Nach einer Reihe von Working Papers, Sammelbänden und Übersetzungen legt das Centrum für Antisemitismus- und Rassismusstudien (CARS) an der Katholischen Hochschule Aachen die erste Monografie vor, verfasst von seinem Leiter Stephan Grigat. Es handelt sich um eine Sammlung von Interviews und teils überarbeiteten, teils unveröffentlichten Aufsätzen Grigats, die sich auf israelbezogenen Antisemitismus fokussieren. Gerade weil das größte Massaker an Jüdinnen und Juden seit der Shoah am 7. Oktober 2023 in Israel und von dezidiert antisemitischen Organisationen verübt wurde, ist dieser Fokus gerechtfertigt.
Besondere Aktualität hat der Aufsatz über die Bedrohung Israels durch den Iran, da zum Abfassungszeitpunkt dieser Rezension (Juni 2025) gerade die Waffenruhe nach dem Krieg zwischen beiden Staaten in Kraft getreten ist. Fundiert und überzeugend skizziert Grigat den antisemitischen Charakter des iranischen Regimes, das neben traditionell islamischen antijudaistischen Motiven auch Pamphlete wie die "Protokolle der Weisen von Zion" verbreitet, die Shoah systematisch leugnet und offen mit der Vernichtung Israels droht. Diese Motive greifen auch ineinander: So dient die Holocaustleugnung keiner Schuldabwehr wie in Deutschland, sondern einer Delegitimierung Israels als Zufluchtsort überlebender Jüdinnen und Juden. Zur Vernichtung des jüdischen Staates verfolgt(e) das Regime die Produktion nuklearer Waffen und die Errichtung eines "Rings of Fire" (99) aus Terrororganisationen in der unmittelbaren Nachbarschaft Israels. "Diese Konstellation gebietet es, das iranische Regime [...] ins Zentrum einer aktuellen Kritik des Antisemitismus zu rücken" (101), wie Grigat nachvollziehbar resümiert.
Andere Artikel widmen sich stärker historischen Aspekten.
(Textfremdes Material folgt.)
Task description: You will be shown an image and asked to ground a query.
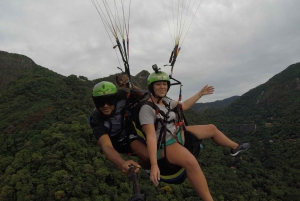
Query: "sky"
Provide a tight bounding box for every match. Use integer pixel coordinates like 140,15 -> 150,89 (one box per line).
0,0 -> 300,102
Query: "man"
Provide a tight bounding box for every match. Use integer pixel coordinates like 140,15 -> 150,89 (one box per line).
90,78 -> 150,174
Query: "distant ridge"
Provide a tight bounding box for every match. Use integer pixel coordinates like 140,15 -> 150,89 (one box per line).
192,96 -> 240,112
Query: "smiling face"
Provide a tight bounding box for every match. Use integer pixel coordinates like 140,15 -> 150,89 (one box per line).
99,103 -> 115,116
153,81 -> 168,97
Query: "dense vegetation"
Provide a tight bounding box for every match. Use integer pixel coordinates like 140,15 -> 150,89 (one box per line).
0,52 -> 300,201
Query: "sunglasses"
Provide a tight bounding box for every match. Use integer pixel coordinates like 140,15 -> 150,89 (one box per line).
93,95 -> 116,107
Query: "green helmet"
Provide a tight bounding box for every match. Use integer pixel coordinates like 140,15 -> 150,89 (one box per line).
147,71 -> 170,86
93,81 -> 117,97
92,81 -> 117,109
147,71 -> 171,96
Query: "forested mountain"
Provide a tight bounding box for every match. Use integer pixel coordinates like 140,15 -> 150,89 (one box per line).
0,52 -> 300,201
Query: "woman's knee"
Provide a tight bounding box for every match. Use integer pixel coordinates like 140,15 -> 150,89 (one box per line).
207,124 -> 218,132
183,155 -> 200,171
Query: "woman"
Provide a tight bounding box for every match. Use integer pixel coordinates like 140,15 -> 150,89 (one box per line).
139,71 -> 250,200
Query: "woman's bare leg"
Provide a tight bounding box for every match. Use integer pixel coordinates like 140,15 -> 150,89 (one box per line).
186,124 -> 239,149
162,143 -> 213,201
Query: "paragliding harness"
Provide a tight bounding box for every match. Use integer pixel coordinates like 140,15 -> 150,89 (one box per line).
128,92 -> 201,184
128,165 -> 144,201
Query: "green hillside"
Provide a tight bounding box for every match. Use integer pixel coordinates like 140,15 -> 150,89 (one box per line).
0,51 -> 300,201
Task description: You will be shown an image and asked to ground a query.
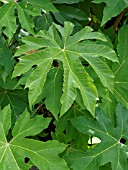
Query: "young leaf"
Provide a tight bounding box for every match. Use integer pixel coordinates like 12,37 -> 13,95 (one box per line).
13,22 -> 118,116
66,104 -> 128,170
94,0 -> 128,25
0,106 -> 68,170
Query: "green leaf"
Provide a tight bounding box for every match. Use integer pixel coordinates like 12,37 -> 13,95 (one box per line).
52,0 -> 83,4
0,88 -> 28,121
13,22 -> 118,116
114,25 -> 128,108
0,36 -> 14,75
66,104 -> 128,170
94,0 -> 128,25
0,106 -> 68,170
38,68 -> 63,120
52,104 -> 88,150
0,0 -> 57,41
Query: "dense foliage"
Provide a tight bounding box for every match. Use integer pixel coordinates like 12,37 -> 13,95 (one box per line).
0,0 -> 128,170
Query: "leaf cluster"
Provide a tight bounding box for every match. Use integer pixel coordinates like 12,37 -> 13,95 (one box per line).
0,0 -> 128,170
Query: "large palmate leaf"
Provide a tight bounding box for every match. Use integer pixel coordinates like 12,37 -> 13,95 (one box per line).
94,0 -> 128,25
0,0 -> 56,40
52,104 -> 88,150
113,25 -> 128,108
66,104 -> 128,170
38,68 -> 63,119
0,36 -> 14,75
13,22 -> 118,115
0,106 -> 68,170
0,88 -> 28,120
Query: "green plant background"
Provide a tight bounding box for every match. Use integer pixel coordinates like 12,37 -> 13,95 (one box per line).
0,0 -> 128,170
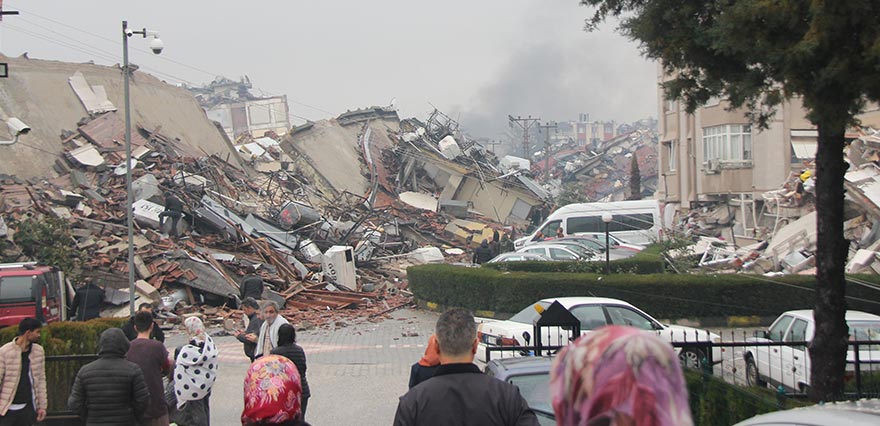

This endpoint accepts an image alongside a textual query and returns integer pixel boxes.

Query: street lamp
[122,21,165,316]
[602,213,614,275]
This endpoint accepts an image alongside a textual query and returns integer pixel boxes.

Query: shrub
[407,265,880,319]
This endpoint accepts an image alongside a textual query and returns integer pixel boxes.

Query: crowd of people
[0,290,693,426]
[394,309,693,426]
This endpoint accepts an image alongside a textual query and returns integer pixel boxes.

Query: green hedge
[407,265,880,319]
[483,245,664,274]
[684,370,809,426]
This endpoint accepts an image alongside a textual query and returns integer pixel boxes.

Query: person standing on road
[550,325,693,426]
[241,355,308,426]
[240,265,264,300]
[394,309,538,426]
[272,324,312,420]
[122,303,165,343]
[472,240,492,265]
[171,317,220,426]
[254,300,288,358]
[235,297,263,362]
[409,334,440,389]
[67,328,150,426]
[0,318,48,426]
[70,279,104,321]
[125,311,171,426]
[159,191,183,238]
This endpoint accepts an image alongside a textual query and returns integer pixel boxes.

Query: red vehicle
[0,263,67,327]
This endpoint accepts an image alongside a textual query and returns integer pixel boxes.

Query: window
[767,316,792,342]
[566,213,654,234]
[606,306,656,330]
[571,305,607,331]
[0,276,34,303]
[550,247,577,260]
[703,124,752,163]
[541,220,562,238]
[663,141,678,172]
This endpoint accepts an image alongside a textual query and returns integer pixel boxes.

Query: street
[165,310,438,426]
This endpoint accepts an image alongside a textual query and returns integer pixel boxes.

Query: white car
[743,310,880,392]
[477,297,721,367]
[516,242,600,261]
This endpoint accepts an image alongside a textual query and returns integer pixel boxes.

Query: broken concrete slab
[399,191,438,212]
[408,247,444,264]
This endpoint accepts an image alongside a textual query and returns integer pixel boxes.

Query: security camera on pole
[122,21,165,316]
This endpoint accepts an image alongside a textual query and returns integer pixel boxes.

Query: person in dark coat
[235,297,263,362]
[409,335,440,389]
[240,266,264,300]
[394,309,538,426]
[122,303,165,343]
[272,324,312,420]
[70,280,104,321]
[159,191,183,238]
[473,240,492,265]
[67,328,150,426]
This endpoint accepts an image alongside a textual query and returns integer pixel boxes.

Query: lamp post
[122,21,164,316]
[602,213,614,275]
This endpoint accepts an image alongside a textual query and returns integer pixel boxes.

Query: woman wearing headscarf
[241,355,308,426]
[550,326,693,426]
[272,324,312,420]
[409,335,440,389]
[171,317,219,426]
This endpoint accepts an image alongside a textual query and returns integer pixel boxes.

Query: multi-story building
[656,66,880,233]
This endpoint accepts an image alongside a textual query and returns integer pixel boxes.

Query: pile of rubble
[0,102,560,326]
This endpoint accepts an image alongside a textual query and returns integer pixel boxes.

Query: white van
[514,200,663,249]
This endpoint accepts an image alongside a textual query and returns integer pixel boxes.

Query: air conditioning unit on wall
[706,158,721,175]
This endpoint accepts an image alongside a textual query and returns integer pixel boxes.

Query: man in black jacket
[122,303,165,343]
[235,297,263,362]
[272,324,312,420]
[70,280,104,321]
[394,309,538,426]
[67,328,150,426]
[240,265,263,300]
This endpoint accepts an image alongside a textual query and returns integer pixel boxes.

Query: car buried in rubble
[476,297,723,368]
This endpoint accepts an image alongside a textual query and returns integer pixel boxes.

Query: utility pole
[538,122,559,179]
[0,5,18,78]
[507,115,541,161]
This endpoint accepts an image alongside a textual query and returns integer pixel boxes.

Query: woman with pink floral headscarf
[550,326,693,426]
[241,355,308,426]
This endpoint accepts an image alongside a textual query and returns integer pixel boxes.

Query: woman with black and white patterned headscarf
[172,317,219,426]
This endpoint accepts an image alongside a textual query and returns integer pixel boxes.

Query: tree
[629,153,642,200]
[581,0,880,400]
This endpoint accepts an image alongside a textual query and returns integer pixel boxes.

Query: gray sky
[0,0,657,138]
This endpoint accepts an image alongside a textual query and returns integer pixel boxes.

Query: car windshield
[507,373,553,415]
[509,302,550,325]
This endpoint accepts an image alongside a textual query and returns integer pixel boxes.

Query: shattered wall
[0,55,234,178]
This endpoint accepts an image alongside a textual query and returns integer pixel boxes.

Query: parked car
[486,252,550,263]
[0,262,67,327]
[485,356,556,426]
[735,399,880,426]
[516,242,599,261]
[477,297,721,367]
[743,310,880,392]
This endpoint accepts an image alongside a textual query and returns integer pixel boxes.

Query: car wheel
[678,348,705,369]
[746,357,767,388]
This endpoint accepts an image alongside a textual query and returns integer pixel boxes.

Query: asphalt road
[165,310,438,426]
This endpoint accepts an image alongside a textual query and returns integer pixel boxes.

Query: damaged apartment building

So wird die Vertreibung der Jüdinnen und Juden aus den arabischen Ländern vor und nach der Staatsgründung Israels 1948 infolge von Pogromen, Diskriminierungen und materieller Not thematisiert. Die meisten der 850.000 Vertriebenen und Flüchtlinge fanden Aufnahme in Israel. Verglichen mit der "Nakba", der Vertreibung von rund 700.000 Palästinenserinnen und Palästinensern während des israelischen Unabhängigkeitskrieges 1948/49, bleibt dieser Sachverhalt in der Debatte um den Nahostkonflikt erstaunlich unterbeleuchtet. Ein weiterer Beitrag widmet sich der Geschichte dieses Konflikts von der Gründung Israels bis in die jüngere Zeit in Anlehnung an die Studien des israelischen Historikers Benny Morris. Hier gelingt eine differenzierte Darstellung des Nahostkonflikts, die das Leid auf palästinensischer Seite anerkennt, was nicht in Widerspruch zur dezidiert prozionistischen Stoßrichtung steht.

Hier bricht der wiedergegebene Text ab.